As it stands, the district plans to: (1) move the elementary students back to Lord Baltimore in the fall, (2) move district personnel and Southern Delaware School of the Arts (SDSA) students out of the Indian River Educational Complex (IREC), to the JMC, (3) renovate IREC and move everybody back and (4) reassess their needs, deciding whether to renovate JMC as a middle school, or as a K-8, or something else.
Either way, as Board Member Greg Hastings pointed out, the time was drawing near when architects/engineers Becker Morgan would be looking for guidance on how to begin design for JMC.
Whether IREC or JMC, Becker Morgan would need some input by Christmas, Dwyer said, for a Jan. 1, 2007 construction start (at either building).

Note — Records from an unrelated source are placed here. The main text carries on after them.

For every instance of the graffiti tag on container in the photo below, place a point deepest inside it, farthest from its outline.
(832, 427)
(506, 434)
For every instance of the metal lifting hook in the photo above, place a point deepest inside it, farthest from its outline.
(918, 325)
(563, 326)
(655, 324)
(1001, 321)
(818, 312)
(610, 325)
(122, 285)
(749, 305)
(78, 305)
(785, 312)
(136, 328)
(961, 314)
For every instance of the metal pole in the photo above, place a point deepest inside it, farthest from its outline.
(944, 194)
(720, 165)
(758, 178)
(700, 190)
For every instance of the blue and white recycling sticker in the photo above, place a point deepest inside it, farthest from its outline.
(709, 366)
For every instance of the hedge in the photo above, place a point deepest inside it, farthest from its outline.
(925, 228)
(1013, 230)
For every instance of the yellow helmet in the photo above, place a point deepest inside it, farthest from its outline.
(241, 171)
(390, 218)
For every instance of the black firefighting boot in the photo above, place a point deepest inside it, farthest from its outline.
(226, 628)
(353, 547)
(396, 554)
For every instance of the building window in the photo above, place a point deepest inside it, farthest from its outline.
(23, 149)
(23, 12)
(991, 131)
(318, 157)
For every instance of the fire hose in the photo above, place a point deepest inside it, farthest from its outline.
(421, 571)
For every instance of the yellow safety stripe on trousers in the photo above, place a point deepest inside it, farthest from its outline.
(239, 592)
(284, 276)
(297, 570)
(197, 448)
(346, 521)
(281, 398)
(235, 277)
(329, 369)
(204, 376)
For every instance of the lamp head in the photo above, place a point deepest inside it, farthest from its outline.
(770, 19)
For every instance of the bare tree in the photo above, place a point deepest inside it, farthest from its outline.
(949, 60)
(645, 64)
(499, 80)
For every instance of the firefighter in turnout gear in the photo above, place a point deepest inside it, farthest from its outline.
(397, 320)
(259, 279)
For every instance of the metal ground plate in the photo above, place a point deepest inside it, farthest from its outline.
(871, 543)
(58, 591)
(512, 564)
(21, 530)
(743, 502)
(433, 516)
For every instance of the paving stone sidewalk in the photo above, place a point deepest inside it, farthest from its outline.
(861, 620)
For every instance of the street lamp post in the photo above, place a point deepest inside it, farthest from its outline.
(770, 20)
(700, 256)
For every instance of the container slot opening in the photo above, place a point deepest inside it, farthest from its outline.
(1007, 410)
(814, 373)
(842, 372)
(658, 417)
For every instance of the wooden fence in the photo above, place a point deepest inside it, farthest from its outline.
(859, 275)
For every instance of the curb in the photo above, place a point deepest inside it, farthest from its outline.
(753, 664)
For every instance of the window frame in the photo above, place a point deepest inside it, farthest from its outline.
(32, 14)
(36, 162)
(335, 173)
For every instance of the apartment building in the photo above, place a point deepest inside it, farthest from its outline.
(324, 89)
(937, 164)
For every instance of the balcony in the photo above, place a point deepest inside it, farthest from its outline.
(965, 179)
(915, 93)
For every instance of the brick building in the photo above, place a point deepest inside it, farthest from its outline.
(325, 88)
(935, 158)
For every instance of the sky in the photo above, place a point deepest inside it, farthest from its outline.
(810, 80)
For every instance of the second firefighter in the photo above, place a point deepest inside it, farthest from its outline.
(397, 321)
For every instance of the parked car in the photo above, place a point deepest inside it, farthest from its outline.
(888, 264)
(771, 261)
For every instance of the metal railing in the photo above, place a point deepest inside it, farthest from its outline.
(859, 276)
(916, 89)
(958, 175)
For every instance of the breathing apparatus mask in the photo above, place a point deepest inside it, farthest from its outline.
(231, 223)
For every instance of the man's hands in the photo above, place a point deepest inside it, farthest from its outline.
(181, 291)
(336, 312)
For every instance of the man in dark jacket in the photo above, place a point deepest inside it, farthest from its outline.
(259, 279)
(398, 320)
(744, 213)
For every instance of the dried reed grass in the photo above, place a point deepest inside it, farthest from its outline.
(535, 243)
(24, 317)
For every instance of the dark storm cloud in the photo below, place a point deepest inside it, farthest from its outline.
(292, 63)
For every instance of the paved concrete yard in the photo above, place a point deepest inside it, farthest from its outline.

“It’s unclear to us how you plan to use both of those facilities (JMC and IREC),” noted Becker Morgan’s Sandy Carpenter. “We can just go ahead and renovate, fix-up and do the HVAC, but in the end, if you’re not using it as a school building, we’re going to have to go back and redesign.”
Board President Charles Bireley asked Dwyer why he was suggesting changes to the schedule that had been in place for years (IREC, then JMC). “I’m not trying to push one or the other,” Dwyer said. “I’m just trying to tell you where we are.”
Bireley and Hastings conferred, and recommended the Building and Grounds Committee meeting slated for Oct. 3 become a special school board meeting instead, specifically to discuss construction scheduling options.
In other business, Dr. Susan Bunting, director of instruction, detailed recent district results in state testing, and the districts overall accountability ratings for the “2005 Cycle.”
The IRSD earned a “Commendable” rating for the cycle, just missing “Superior” status.
As Bunting explained, every sub-group at every school had to make Adequate Yearly Progress (AYP) for the district as a whole to achieve top ranking (the IRSD did garner Superior ratings at 10 out of 13 individual schools, though).
District Superintendent Lois Hobbs reported on national recognition at Long Neck Elementary, which recently earned a Blue Ribbon School of Excellence award — the fourth school in the district to do so. “I believe all schools in the district can be Blue Ribbon schools, and we’ll continue to work toward that,” Hobbs said.
Also at the Sept. 27 meeting, representatives from Mountaire Farms presented district personnel with a check for $10,000, part of the company’s continuing support for Project VILLAGE.
Project VILLAGE is a pre-school program, for economically disadvantaged, and especially non-English speaking, youngsters entering the public school system.